In the early days, the firm struggled, but revived with the opening of freezing works, West Coast of the South Island coal mines and building, or enlarging, several steamers (until reclamation left the shipyard landlocked) -
- 1883 s.s. Weka 90 tons able to cruise at 9 knot;
- 1885 s.s. Matai 300 tons for the Black Diamond Line, believed to be the first ship built of mild steel in the southern hemisphere. She had been taken over by Union Steam Ship when wrecked in 1889 near Red Mercury Island, then being valued at £8,000;
- s.s.
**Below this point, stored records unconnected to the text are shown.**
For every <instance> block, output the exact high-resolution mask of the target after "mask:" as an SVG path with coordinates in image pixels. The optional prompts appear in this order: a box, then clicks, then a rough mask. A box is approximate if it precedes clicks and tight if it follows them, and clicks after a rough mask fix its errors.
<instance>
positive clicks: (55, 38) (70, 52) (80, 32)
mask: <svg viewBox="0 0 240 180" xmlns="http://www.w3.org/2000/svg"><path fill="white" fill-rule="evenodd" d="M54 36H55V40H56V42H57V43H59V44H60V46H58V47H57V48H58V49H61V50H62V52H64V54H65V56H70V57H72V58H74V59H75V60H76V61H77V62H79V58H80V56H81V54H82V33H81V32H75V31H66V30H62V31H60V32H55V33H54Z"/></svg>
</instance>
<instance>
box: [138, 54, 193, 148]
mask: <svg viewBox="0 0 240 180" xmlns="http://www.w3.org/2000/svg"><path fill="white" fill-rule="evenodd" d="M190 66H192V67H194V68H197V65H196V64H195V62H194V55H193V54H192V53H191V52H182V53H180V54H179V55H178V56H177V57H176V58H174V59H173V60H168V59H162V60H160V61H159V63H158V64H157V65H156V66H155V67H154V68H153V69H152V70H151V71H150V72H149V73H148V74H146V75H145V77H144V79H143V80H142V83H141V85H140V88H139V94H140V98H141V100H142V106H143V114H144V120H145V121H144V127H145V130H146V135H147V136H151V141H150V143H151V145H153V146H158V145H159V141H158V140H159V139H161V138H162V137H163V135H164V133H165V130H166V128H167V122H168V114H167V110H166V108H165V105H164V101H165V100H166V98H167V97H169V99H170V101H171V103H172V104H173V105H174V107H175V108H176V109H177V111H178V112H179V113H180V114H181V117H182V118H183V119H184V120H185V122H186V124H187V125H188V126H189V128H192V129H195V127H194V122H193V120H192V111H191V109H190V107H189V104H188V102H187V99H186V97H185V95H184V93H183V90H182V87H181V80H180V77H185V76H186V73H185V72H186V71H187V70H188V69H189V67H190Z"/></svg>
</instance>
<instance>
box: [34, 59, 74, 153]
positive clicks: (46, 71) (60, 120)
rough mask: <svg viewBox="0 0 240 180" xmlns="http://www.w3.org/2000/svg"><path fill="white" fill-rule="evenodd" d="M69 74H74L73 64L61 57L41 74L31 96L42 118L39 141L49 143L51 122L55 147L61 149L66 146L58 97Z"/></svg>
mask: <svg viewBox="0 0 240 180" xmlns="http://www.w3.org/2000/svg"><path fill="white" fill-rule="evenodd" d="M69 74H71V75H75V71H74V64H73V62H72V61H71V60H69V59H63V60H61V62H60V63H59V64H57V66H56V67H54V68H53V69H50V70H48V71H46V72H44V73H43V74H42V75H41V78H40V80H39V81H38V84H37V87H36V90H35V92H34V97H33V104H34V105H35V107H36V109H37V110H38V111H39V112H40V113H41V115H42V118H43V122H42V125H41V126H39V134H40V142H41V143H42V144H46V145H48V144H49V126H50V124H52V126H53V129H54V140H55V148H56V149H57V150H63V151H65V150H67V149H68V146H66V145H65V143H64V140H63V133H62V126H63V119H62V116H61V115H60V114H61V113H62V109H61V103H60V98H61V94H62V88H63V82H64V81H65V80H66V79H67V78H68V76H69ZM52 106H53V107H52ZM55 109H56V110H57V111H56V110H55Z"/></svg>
Wakatu 90 tons, of about 1879, was lengthened 30 feet (or 35 ft), being shown as 115 tons in 1895, and had a new boiler and her hull raised.
In 1895, the name was changed to S. Luke and Co. Ltd, with directors Samuel Luke, Charles M. Luke, and John P. Luke (1882–1935). Products included 11 hydraulic cranes for Wellington Harbour Board, 1897 equipment for the Cape Palliser lighthouse, dairy machines, boilers, cooking ranges, (for which they held a patent) and gold dredges. One of the firm's 30 hp engines powered its machinery. Staff numbers ranged from 80 to 150.

In 1913 Jas. J. Niven and Co. Ltd. took over Luke and Co. John P Luke moved to politics, but his sons and his brother's remained managers and owner, George Nelson, was resident manager. He and most of the office staff moved from Napier to Wellington.